Why do we do that? In order to allow the C++ compiler to apply aggressive optimizations. Consider this code:
std::string text = "abcd";
result.push_back(text);
C++ doesn't know that text
is not going to be used anymore. So it has to copy it. But with this:
std::string text = "abcd";
result.push_back(std::move(text));
you tell the C++ compiler: "hey, I'm not going to use text
variable anymore, so you don't have to copy it, just move its internals to the vector". And all you have to know is that in the case of strings copying is more expensive (linear complexity) than moving (always constant time).
Warning - an opinion incoming: I find the std::move
name really confusing. It doesn't actually move anything. It's just a static cast. Why not call it std::cast_to_temp
or something?
Anyway this result.push_back(std::move(std::string(cache)));
is wrong. Pointless. You don't avoid a copy and std::move
does nothing. But this result.push_back(std::move(cache));
indeed makes sense. But careful analysis has to be made: is cache
really not needed afterwards? It looks like it is (although I didn't dive deeply into your code).
Finally you only care about destruction when you construct, i.e. for each new
you need a delete
. You don't have new
, you don't need delete
*.
* that's not always true, sometimes you deal with a nasty code that does an implicit, invisible new
for you but actually forces you to do delete
. Yeah, sometimes it is hard. But AFAIK this doesn't happen in the standard (or any other self respecting) library. This is a very bad practice.

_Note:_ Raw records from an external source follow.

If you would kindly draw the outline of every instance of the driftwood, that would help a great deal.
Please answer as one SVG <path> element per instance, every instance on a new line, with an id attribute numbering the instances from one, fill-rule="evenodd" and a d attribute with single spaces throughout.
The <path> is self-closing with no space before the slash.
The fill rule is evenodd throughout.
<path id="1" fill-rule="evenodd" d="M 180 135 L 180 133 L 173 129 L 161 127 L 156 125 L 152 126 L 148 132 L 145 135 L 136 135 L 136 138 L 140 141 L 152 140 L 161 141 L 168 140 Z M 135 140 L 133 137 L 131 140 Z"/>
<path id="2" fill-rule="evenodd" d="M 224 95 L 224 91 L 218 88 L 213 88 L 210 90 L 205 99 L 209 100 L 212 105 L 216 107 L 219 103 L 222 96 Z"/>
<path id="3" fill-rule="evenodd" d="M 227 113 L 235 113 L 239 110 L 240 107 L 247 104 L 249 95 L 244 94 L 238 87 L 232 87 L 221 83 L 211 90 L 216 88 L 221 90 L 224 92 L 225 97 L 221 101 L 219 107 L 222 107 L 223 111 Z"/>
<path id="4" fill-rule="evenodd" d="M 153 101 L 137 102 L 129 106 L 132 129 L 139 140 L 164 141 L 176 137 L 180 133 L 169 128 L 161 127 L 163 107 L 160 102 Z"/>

Final note: of course this is C++, in reality everything is much more complicated, there are exceptions to each rule and so on, and so on. But don't worry about details at the moment, it is ok to learn gradually.
Upvotes: 1
Reputation: 11440
The best would be
std::vector<std::string> mylib::split(const std::string &string, char delimiter) {
as you don't copy more than needed and you guarantee to your caller you won't modify their string. And it makes the API way clearer on the intent.

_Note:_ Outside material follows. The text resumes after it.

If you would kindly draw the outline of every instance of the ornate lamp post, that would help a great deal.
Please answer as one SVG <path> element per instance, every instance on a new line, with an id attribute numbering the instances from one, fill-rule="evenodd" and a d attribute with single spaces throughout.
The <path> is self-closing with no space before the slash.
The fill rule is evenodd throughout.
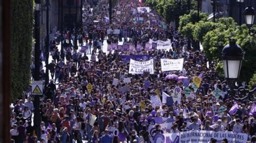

result.push_back(std::move(std::string(cache)));
IMO (and not everybody will agree), you should not worry just yet about std::move'ing the string. Yes, you could, because cache is not used in either case (or cleared anyway). You should only start caring when the performance becomes an issue. And since you are copying char one by one, I doubt the highest performance improvement will come from move semantics.
Dropping the initializers and going with token copy as discussed:
std::vector<std::string> split(const std::string& string, char delimiter)
{
std::vector<std::string> result;
size_t pos = 0;
for (size_t scan = 0; scan < string.size(); ++scan)
{
if (string[scan] == delimiter)
{
result.push_back(string.substr(pos, scan - pos));
pos = scan + 1;
}
}
result.push_back(string.substr(pos, string.size() - pos));
return result;
}
Upvotes: 2
Reputation: 2479
Pass by value or by reference:
This will create a copy of string:
std::vector<std::string> mylib::split(std::string string, char delimiter)

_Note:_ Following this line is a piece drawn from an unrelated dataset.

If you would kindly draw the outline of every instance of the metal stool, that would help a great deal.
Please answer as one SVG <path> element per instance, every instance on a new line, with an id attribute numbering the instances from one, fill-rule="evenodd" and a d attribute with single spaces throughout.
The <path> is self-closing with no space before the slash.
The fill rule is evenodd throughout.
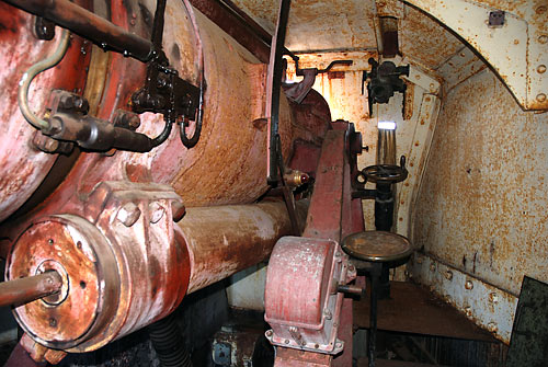
<path id="1" fill-rule="evenodd" d="M 393 267 L 396 264 L 407 261 L 413 253 L 413 249 L 409 240 L 403 236 L 385 231 L 366 231 L 351 234 L 342 241 L 341 246 L 351 256 L 351 262 L 356 269 L 369 274 L 372 296 L 367 355 L 369 367 L 374 367 L 377 334 L 377 287 L 383 265 Z"/>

This will pass a reference of string:
std::vector<std::string> mylib::split(std::string &string, char delimiter)
In the above cases, you would prefer to pass reference, because you return a std::vector and you only use string to read a part of it to push it to the vector. Now because you only read it, it would even be better to make it const:
std::vector<std::string> mylib::split(const std::string &string, char delimiter)
Then you are 100% sure that the variable you gave to the split function remains unchanged. Imagine the following:
std::string string = "some,values";
If you pass string to split by value:
std::vector<std::string> mylib::split(std::string string, char delimiter) {
string = "something else";
...
}
After calling split, you read the string variable:
std::cout << string << std::endl;
This will print "some,values".
If you pass by reference however:
std::vector<std::string> mylib::split(std::string &string, char delimiter) {
string = "something else";
}
It will print "something else", basically your modifying the real string.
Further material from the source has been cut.